Following the terrorist attacks in Indian-administered Kashmir in 2016 and 2019, the Indian government carried out more limited attacks in Pakistani-controlled territory. But this time, India "has crossed two significant thresholds in its military action" by attacking a large number of sites in Pakistan and the heartland of Punjab, Mir said.

As India braced for possible retaliation from Pakistan, military officials said all of the country's air defense units had been activated along the border, Indian state broadcaster reported. Airlines reported that several airports, including the one in Srinagar, the capital of Indian-controlled Kashmir, were closed to civilian traffic.

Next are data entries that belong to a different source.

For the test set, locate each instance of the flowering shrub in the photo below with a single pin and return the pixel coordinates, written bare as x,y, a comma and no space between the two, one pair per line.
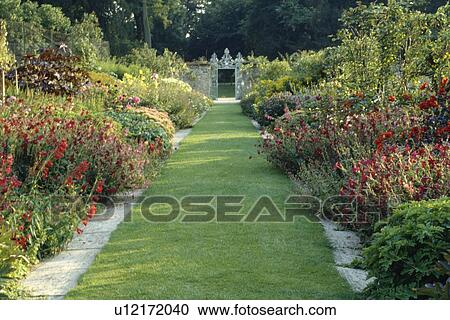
52,168
405,249
276,106
381,156
182,104
52,71
143,125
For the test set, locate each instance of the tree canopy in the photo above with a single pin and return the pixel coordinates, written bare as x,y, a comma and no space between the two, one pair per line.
196,28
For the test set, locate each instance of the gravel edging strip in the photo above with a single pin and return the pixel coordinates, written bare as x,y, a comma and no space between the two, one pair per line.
53,278
346,247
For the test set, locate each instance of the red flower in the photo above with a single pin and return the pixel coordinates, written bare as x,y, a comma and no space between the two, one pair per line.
338,166
100,186
61,149
407,97
92,211
429,104
424,86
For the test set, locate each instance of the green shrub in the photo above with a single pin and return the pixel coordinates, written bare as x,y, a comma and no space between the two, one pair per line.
169,64
404,252
248,105
143,124
308,67
6,59
118,69
274,107
86,40
52,71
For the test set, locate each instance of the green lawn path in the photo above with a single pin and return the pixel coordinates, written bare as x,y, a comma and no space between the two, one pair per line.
216,260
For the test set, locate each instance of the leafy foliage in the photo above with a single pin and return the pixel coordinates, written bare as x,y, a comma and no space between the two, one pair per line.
168,64
6,58
52,71
403,253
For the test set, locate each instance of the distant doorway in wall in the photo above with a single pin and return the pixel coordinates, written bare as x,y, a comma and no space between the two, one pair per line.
227,83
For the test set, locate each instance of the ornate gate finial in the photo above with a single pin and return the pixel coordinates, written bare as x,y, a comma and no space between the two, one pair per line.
227,60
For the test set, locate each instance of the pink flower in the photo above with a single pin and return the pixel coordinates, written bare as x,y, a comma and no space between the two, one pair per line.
136,100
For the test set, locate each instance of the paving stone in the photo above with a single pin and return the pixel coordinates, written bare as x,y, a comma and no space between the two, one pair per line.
55,277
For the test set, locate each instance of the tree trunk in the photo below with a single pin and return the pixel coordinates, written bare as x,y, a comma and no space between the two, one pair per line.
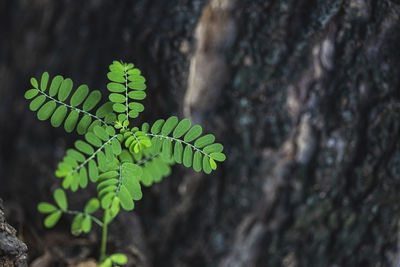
13,252
304,95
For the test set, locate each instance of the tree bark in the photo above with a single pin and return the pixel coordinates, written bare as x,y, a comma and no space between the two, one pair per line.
13,252
303,94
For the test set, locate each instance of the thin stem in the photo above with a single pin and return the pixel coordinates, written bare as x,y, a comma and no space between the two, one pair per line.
126,94
73,108
103,248
75,212
92,156
178,140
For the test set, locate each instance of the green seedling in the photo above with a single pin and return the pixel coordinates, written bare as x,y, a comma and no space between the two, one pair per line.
116,156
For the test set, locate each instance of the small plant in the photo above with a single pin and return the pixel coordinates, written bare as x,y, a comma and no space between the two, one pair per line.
116,157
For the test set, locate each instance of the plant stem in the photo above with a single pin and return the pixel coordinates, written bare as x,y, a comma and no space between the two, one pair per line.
103,248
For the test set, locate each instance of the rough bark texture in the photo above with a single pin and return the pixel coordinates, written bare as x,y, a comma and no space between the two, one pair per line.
13,252
308,110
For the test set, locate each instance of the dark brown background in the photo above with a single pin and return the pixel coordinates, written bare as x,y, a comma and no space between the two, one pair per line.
310,119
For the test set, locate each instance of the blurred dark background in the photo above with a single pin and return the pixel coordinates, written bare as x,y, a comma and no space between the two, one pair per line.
304,95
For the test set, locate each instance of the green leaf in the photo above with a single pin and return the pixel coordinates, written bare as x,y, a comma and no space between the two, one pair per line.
119,258
58,116
106,263
169,125
31,93
110,130
55,85
86,224
133,114
101,160
125,198
197,161
61,199
218,156
213,164
34,83
84,147
65,89
92,100
114,209
46,110
167,149
37,103
193,133
116,87
104,109
79,95
92,206
130,174
83,177
182,128
45,207
156,128
76,155
76,226
117,98
70,122
137,95
137,107
178,152
107,199
119,107
204,141
137,85
206,165
116,146
131,171
217,147
116,77
187,156
101,133
44,81
52,219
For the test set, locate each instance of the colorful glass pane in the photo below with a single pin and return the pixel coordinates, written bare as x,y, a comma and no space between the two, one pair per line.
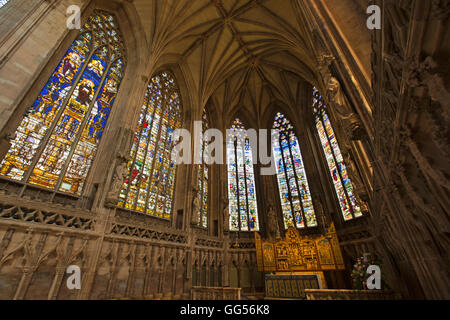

The exact nature of the attacks, whether they were missiles fired from India or Indian fighter jets that penetrated Pakistan, is unknown. The Pakistani military claimed that the Indian aircraft did not enter its airspace when carrying out the attacks.

Residents of Muzaffarabad, the capital of Pakistani Kashmir, reported hearing aircraft flying overhead. They said a site in a rural area near Muzaffarabad, formerly used by Lashkar-e-Taiba, a Pakistan-based militant group, appeared to have been the target of the attacks.

A Pakistani military spokesman said four other locations were also attacked. One was Bahawalpur in Pakistan's Punjab province, home to a religious seminary associated with Jaish-e-Mohammad, another Pakistan-based militant group; the others were Kotli and Bagh in Pakistan-administered Kashmir, and Muridke in Punjab.

Indian forces named their military operation Sindoor, a reference to the vermillion-red color that Hindu women wear in their hair after marriage. It refers to the horrific nature of the terrorist attack two weeks ago, in which many wives watched their husbands being killed in front of them.

"Victory to Mother India," wrote X Rajnath Singh, India's defense minister, on social media.

In the April 22, 2025, attack, militants from the Islamist group Lashkar-e-Taiba opened fire on tourists in the Indian-administered region of Kashmir, killing 26 people and wounding more than a dozen others.

The massacre was one of the worst attacks against Indian civilians in decades, and India was quick to suggest that Pakistan, its neighbor and arch-enemy, had been involved. The two countries have fought several wars over Kashmir, a region they share but each claims in its entirety.

The Pakistani government has denied involvement in the attack, and India has provided little evidence to support its claims. However, shortly after the attack, India announced a series of punitive measures against Pakistan, including the threat of disrupting the flow of a major river system that supplies it with water.

In Kashmir, Indian forces launched a sweeping crackdown, detaining hundreds of people while continuing the search for the attackers. India and Pakistan repeatedly exchanged small-arms fire along the border in the days following the attack.

But India's attacks on Wednesday represent an escalation of the conflict. The Pakistani government has vowed to respond in kind to any Indian aggression, and both countries have the capacity to inflict severe damage.

India has long accused Pakistan of fomenting separatist violence in Kashmir, a picturesque and ethnically diverse valley nestled in the Himalayan mountains. Kashmir's fate was thrown into doubt in 1947 when the British divided their former colony, India, into two countries: Muslim-majority Pakistan and Hindu-majority India.

Shortly after, the Hindu monarch of Jammu and Kashmir, Hari Singh (1895-1961), who initially decided to maintain the independence of the Muslim-majority region, yielded to India when Pakistan sent a military force to occupy part of its territory. Today, both countries administer part of Kashmir and simultaneously claim all of it, while Kashmiris have little say in the matter.

Since the 1999 war between the two nations over the region, and due to the rise of the separatist insurgency, Kashmir remains one of the most militarized areas in the world. The two countries have repeatedly come close to war since then, including in 2019 when a bomb attack killed at least 40 Indian soldiers in Kashmir. That attack, claimed by the Islamist militant group Jaish-e-Mohammed, triggered an Indian airstrike in Pakistan, and an Indian plane was shot down. Tensions between the two countries eased when Pakistan released the pilot.